El escarlata lo cubría todo, pero no se distinguía si se trataba de la sangre o del color del elegante vestido que había decidido ponerse esa noche para la velada. La lluvia se estaba encargando de parar su sangrado y retirarlo hacia el borde del balcón donde se encontraban.
Adentro, los invitados de la fiesta estaban demasiados ebrios como para prestar atención de lo que había ocurrido. Además, todo había sido tan breve y silencioso como un suspiro, en este caso el último para ella.
Mientras la abrazaba aún sostenía el revolver con el silenciador en su mano. Observó esos labios que instantes antes de realizar su trabajo había podido saborear, tiernos y rojos como lo que ahora lo rodeaba. Pasó sus dedos por ellos delicadamente y de estos a su cabello corto, retirándole un mechón mojado de la frente.
Acto seguido, la llevó en volandas hacia la sala abarrotada y la depositó en un sillón escondido en una esquina. La gente tardaría en darse cuenta de su estado.

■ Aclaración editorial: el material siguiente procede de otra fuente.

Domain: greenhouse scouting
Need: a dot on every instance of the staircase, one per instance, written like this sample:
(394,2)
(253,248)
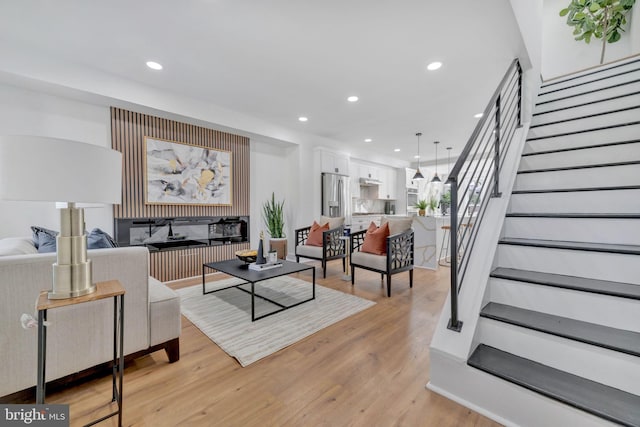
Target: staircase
(561,315)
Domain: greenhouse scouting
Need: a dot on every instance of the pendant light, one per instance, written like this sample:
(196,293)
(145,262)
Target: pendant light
(418,174)
(436,178)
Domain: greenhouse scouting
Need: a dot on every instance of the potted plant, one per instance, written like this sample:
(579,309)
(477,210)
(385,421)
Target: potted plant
(421,205)
(445,202)
(433,204)
(273,216)
(602,19)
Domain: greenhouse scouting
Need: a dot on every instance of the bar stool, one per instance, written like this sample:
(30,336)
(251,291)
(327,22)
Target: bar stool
(443,248)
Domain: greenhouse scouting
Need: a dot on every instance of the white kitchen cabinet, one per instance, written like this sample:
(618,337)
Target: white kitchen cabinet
(361,222)
(409,181)
(354,173)
(387,189)
(370,171)
(334,163)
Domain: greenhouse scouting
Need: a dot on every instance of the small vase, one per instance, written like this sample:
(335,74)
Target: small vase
(260,258)
(280,246)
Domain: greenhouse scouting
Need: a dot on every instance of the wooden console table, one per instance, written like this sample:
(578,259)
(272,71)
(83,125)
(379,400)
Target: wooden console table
(113,289)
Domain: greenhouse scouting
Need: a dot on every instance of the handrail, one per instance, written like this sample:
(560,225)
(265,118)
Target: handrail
(474,178)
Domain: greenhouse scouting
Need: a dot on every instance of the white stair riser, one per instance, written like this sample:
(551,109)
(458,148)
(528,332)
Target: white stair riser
(618,201)
(588,97)
(610,176)
(614,312)
(592,265)
(615,231)
(507,403)
(585,110)
(588,76)
(622,133)
(545,95)
(592,156)
(608,367)
(586,123)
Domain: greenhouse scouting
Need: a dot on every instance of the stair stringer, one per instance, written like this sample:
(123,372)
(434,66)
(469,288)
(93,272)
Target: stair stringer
(457,345)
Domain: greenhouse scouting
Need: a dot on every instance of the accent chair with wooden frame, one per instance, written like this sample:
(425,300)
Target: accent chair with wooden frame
(332,246)
(398,257)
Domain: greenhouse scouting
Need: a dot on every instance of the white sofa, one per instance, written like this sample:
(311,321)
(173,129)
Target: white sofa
(80,336)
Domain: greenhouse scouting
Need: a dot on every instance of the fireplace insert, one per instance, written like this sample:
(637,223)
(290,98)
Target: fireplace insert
(170,233)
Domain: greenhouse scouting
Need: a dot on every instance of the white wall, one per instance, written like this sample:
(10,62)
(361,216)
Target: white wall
(561,54)
(35,113)
(529,15)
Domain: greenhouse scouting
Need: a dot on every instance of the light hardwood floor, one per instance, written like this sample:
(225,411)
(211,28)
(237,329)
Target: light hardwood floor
(367,370)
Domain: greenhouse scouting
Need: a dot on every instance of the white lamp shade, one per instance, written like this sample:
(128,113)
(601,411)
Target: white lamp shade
(39,168)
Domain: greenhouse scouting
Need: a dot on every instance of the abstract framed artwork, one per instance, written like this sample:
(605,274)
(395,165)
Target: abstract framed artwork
(176,173)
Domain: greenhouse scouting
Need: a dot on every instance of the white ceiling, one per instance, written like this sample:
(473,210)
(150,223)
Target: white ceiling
(276,60)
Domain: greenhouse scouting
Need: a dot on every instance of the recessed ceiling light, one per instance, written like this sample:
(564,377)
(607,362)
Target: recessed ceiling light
(154,65)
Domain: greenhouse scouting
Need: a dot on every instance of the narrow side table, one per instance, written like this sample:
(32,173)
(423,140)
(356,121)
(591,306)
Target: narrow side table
(347,250)
(112,288)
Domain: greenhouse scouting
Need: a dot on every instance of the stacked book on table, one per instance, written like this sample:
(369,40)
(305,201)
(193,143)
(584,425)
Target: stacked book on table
(263,267)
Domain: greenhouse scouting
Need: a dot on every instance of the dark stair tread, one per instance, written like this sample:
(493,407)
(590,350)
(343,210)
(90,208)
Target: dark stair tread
(586,116)
(590,333)
(582,74)
(579,246)
(588,166)
(579,215)
(605,287)
(582,147)
(581,131)
(598,399)
(571,190)
(584,104)
(588,92)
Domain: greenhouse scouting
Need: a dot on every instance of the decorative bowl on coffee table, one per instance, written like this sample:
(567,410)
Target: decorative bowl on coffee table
(247,255)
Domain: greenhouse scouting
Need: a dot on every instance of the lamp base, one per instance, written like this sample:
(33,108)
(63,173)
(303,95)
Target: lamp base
(71,280)
(72,272)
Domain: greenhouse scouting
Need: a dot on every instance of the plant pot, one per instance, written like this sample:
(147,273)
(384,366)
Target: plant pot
(280,246)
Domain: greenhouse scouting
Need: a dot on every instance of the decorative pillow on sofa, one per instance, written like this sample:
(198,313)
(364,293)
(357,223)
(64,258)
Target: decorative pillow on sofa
(315,235)
(397,224)
(98,239)
(375,239)
(44,239)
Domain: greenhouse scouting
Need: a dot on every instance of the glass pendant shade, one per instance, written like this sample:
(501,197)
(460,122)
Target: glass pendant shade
(418,174)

Y se marchó. A pesar de ello, no pudo apartar de sus ropas ni de su mente ese perfume, cuyo olor fascinante no había conseguido identificar. Nunca sabría nada de esa mujer ni de los motivos por que alguien quisiera verla bajo tierra.
Pero tampoco debía importarle, era su trabajo. Una pena, pero lo era.
Llamó un taxi. Llovía fuerte, casi con furia. Debía estar en la otra punta de la ciudad para cobrar el cheque a primera hora de la mañana.